Quindi Meta fa il barista che serve solo i suoi drink. 🍸 Mi chiedo se offriranno anche i bicchieri brandizzati. 🤔
Certo, certo, un altro capitolo nella saga del controllo. È come vedere un giardiniere che, invece di potare, strappa i fiori migliori per piantarne solo di suoi. Alla fine, conta chi detiene le redini del giardino.
Carlo, la tua metafora del giardiniere è perfetta! Un seme di idee, soffocato. Sembra che controllino tutto, come un ragno nella sua tela. Paura.
Meta: chiude la porta, apre una nuova strada. Il futuro IA è un labirinto.
Meta apre le sue porte AI, chiudendo quelle altrui. Una mossa da scacchista, pensando al futuro del proprio regno.
Un peccato. Le idee fioriscono come semi, ma i muri le soffocano.

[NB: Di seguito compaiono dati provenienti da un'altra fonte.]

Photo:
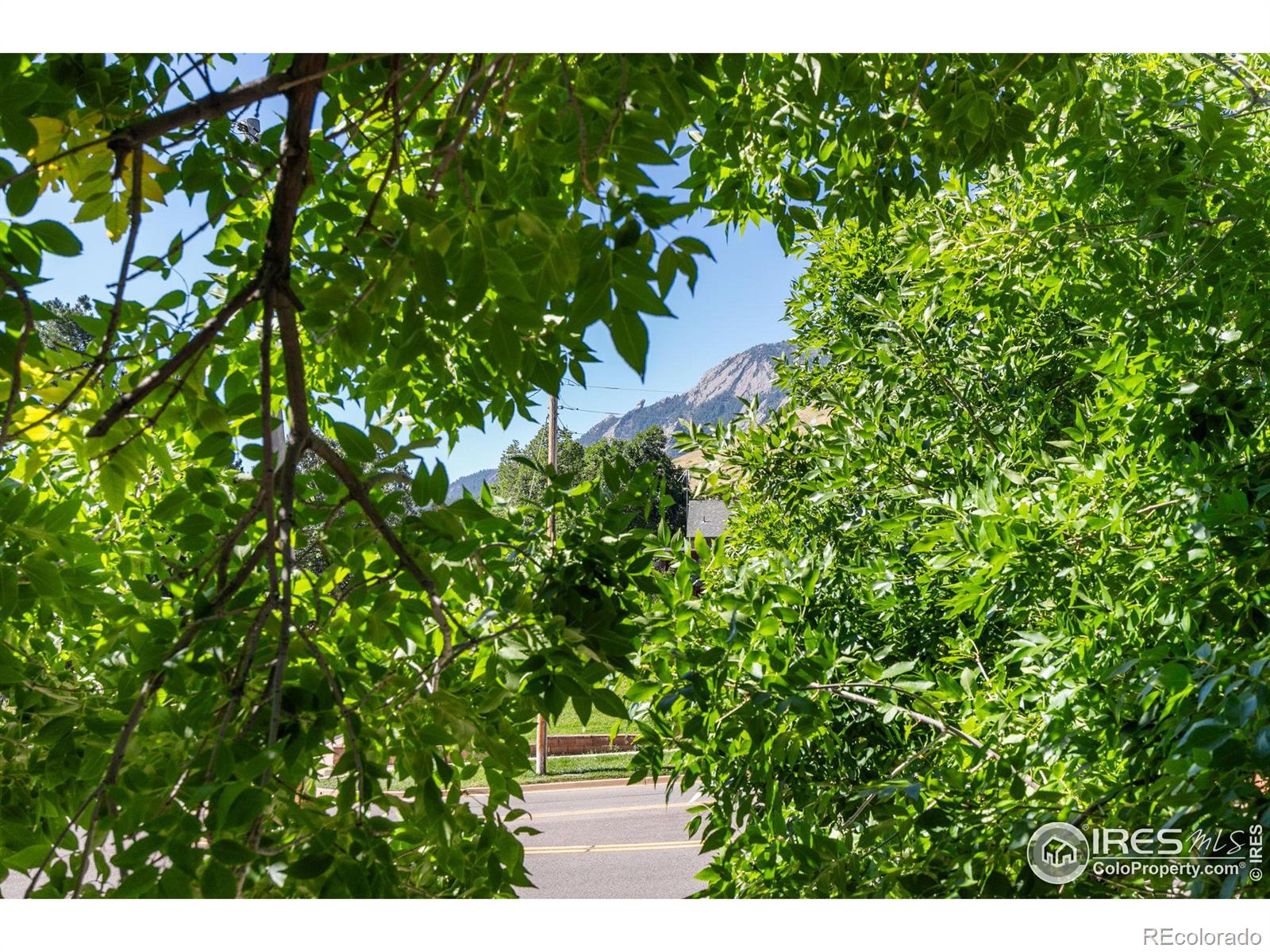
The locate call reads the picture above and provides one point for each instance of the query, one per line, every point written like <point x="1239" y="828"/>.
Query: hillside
<point x="471" y="482"/>
<point x="717" y="397"/>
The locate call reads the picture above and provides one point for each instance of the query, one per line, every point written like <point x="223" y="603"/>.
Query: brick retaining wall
<point x="560" y="744"/>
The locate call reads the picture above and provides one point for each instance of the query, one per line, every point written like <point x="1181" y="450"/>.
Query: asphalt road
<point x="595" y="843"/>
<point x="610" y="843"/>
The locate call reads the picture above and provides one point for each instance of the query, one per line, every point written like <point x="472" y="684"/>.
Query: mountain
<point x="471" y="482"/>
<point x="717" y="397"/>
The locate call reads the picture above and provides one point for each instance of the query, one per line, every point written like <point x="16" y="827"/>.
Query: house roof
<point x="706" y="516"/>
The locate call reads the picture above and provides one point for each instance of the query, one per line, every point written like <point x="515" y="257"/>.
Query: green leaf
<point x="44" y="577"/>
<point x="22" y="194"/>
<point x="607" y="702"/>
<point x="56" y="238"/>
<point x="217" y="881"/>
<point x="310" y="867"/>
<point x="355" y="443"/>
<point x="630" y="338"/>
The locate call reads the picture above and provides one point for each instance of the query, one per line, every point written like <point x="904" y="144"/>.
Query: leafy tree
<point x="63" y="328"/>
<point x="611" y="461"/>
<point x="429" y="238"/>
<point x="522" y="484"/>
<point x="524" y="478"/>
<point x="1020" y="573"/>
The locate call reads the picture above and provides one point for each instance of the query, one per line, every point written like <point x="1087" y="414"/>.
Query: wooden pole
<point x="540" y="765"/>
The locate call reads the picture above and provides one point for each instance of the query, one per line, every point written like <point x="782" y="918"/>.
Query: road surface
<point x="596" y="842"/>
<point x="610" y="843"/>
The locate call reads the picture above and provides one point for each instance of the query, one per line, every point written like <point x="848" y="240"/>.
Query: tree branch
<point x="194" y="346"/>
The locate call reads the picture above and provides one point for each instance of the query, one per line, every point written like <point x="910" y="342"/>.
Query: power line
<point x="584" y="410"/>
<point x="634" y="390"/>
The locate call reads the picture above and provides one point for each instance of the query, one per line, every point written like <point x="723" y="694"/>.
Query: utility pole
<point x="540" y="766"/>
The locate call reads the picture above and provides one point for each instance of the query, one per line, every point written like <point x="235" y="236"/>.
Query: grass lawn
<point x="569" y="723"/>
<point x="577" y="767"/>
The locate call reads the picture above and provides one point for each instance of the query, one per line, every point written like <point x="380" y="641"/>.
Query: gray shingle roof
<point x="706" y="516"/>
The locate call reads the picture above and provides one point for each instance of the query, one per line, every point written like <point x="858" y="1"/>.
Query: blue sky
<point x="740" y="301"/>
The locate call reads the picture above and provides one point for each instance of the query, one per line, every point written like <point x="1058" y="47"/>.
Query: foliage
<point x="522" y="471"/>
<point x="63" y="327"/>
<point x="425" y="239"/>
<point x="1022" y="570"/>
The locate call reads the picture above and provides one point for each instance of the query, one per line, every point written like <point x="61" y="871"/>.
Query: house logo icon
<point x="1058" y="854"/>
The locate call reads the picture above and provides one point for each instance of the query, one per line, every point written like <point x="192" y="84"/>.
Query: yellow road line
<point x="615" y="847"/>
<point x="537" y="816"/>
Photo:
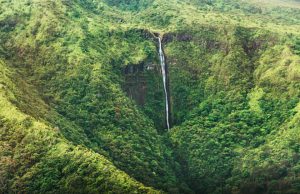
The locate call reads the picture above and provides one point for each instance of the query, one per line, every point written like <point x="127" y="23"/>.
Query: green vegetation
<point x="68" y="126"/>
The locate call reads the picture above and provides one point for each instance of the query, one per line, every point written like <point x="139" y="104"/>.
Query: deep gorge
<point x="83" y="102"/>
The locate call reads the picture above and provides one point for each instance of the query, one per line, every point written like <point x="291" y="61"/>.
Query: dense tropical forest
<point x="83" y="104"/>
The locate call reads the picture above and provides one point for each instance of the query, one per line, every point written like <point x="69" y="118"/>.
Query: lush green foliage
<point x="67" y="125"/>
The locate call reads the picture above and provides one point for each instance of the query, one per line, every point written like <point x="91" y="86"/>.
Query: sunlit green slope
<point x="67" y="125"/>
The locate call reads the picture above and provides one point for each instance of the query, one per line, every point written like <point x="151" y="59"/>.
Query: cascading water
<point x="163" y="70"/>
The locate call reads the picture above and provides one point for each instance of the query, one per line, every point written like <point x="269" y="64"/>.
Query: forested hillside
<point x="82" y="102"/>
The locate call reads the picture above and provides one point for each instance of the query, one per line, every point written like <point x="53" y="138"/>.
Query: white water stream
<point x="163" y="70"/>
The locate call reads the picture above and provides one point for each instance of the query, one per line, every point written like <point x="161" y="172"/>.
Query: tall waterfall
<point x="163" y="69"/>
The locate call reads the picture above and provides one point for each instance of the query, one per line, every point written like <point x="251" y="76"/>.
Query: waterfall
<point x="163" y="70"/>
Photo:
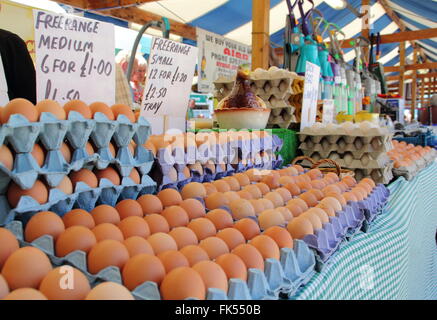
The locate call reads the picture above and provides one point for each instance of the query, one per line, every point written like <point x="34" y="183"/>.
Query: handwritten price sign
<point x="74" y="58"/>
<point x="169" y="78"/>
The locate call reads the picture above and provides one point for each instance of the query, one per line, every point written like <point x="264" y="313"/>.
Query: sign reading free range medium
<point x="169" y="78"/>
<point x="74" y="58"/>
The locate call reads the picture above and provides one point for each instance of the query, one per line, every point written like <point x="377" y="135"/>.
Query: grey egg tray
<point x="22" y="135"/>
<point x="83" y="197"/>
<point x="284" y="276"/>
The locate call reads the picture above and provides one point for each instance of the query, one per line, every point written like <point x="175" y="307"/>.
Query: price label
<point x="310" y="95"/>
<point x="74" y="58"/>
<point x="169" y="79"/>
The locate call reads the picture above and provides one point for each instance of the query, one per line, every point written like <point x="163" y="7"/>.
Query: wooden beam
<point x="108" y="4"/>
<point x="399" y="22"/>
<point x="414" y="86"/>
<point x="139" y="16"/>
<point x="260" y="34"/>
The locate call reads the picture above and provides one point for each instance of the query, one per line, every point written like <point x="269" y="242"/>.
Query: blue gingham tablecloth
<point x="397" y="258"/>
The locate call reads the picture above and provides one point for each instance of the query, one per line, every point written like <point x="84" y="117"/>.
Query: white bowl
<point x="242" y="118"/>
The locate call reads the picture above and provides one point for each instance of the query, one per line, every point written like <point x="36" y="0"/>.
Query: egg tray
<point x="84" y="197"/>
<point x="351" y="163"/>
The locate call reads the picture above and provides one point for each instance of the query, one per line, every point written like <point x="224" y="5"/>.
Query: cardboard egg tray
<point x="22" y="135"/>
<point x="83" y="197"/>
<point x="411" y="171"/>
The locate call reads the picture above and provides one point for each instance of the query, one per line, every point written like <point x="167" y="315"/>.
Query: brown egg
<point x="203" y="228"/>
<point x="284" y="193"/>
<point x="193" y="190"/>
<point x="214" y="247"/>
<point x="9" y="244"/>
<point x="210" y="188"/>
<point x="105" y="214"/>
<point x="86" y="176"/>
<point x="109" y="291"/>
<point x="118" y="109"/>
<point x="194" y="254"/>
<point x="254" y="191"/>
<point x="51" y="106"/>
<point x="78" y="106"/>
<point x="339" y="197"/>
<point x="300" y="227"/>
<point x="313" y="218"/>
<point x="220" y="218"/>
<point x="248" y="228"/>
<point x="194" y="208"/>
<point x="150" y="204"/>
<point x="75" y="238"/>
<point x="183" y="236"/>
<point x="54" y="287"/>
<point x="20" y="106"/>
<point x="241" y="208"/>
<point x="78" y="217"/>
<point x="309" y="198"/>
<point x="161" y="242"/>
<point x="320" y="213"/>
<point x="107" y="231"/>
<point x="137" y="245"/>
<point x="4" y="288"/>
<point x="25" y="294"/>
<point x="169" y="197"/>
<point x="176" y="216"/>
<point x="250" y="255"/>
<point x="221" y="186"/>
<point x="182" y="283"/>
<point x="275" y="198"/>
<point x="38" y="192"/>
<point x="141" y="268"/>
<point x="232" y="236"/>
<point x="37" y="153"/>
<point x="233" y="183"/>
<point x="135" y="176"/>
<point x="281" y="236"/>
<point x="25" y="268"/>
<point x="44" y="223"/>
<point x="269" y="218"/>
<point x="107" y="253"/>
<point x="216" y="200"/>
<point x="109" y="173"/>
<point x="332" y="203"/>
<point x="243" y="180"/>
<point x="103" y="108"/>
<point x="212" y="275"/>
<point x="6" y="157"/>
<point x="233" y="266"/>
<point x="134" y="226"/>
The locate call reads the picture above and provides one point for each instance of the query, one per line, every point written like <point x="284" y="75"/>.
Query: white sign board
<point x="169" y="79"/>
<point x="218" y="58"/>
<point x="74" y="58"/>
<point x="310" y="95"/>
<point x="328" y="111"/>
<point x="4" y="97"/>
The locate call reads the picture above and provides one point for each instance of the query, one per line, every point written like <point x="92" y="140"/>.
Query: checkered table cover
<point x="397" y="258"/>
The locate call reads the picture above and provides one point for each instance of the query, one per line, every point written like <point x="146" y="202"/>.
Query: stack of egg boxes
<point x="280" y="277"/>
<point x="365" y="154"/>
<point x="187" y="161"/>
<point x="51" y="132"/>
<point x="409" y="172"/>
<point x="273" y="86"/>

Ah, un altro colpo di scena dai giganti tech. Meta blocca ChatGPT. Sorpresi? Io no. È solo la solita vecchia storia: controllo totale. Mi chiedo solo quanto tempo ci metteranno a venderci pure l’aria che respiriamo.
Ah, il solito copione. Meta blocca, Meta controlla. Si parla di “nuove policy”, ma è solo la solita vecchia storia: chi detiene la piattaforma detta legge. Chissà se l’esperienza utente migliorerà davvero con meno opzioni.
Prevedibile. Il monopolio vince sempre. Nuove barriere da superare.
Ma che sorpresa, i monopoli che giocano a nascondino con le API. Chissà se i 50 milioni di utenti apprezzeranno la “libertà di scelta” di Meta.
Meta spinge per il suo futuro IA. L’utente, sempre in bilico?
Ma certo, Meta che blocca ChatGPT. Non mi dire. Chi avrebbe mai pensato che un gigante tecnologico volesse mantenere il controllo del proprio giardino? Certo che poi ci si ritrova a dover migrare, che fatica. E noi, poveri utenti, cosa facciamo? Ci adeguiamo o cambiamo campo?
Meta erige muri. Il mio giardino fiorirà altrove.
Ma guarda un po’, il gigante social che stringe la morsa, nascondendo le API come un tesoro custodito. Un bel calcio nei denti per chi cercava un po’ di “magia” tra i messaggi.
Ovviamente. Meta, maestra nell’arte di soffocare le opzioni altrui per promuovere le proprie, dimostra ancora una volta la sua visione aziendale. Chi si aspettava diversamente?
Ecco, l’ennesimo pugno in faccia al progresso; le solite tattiche di potere.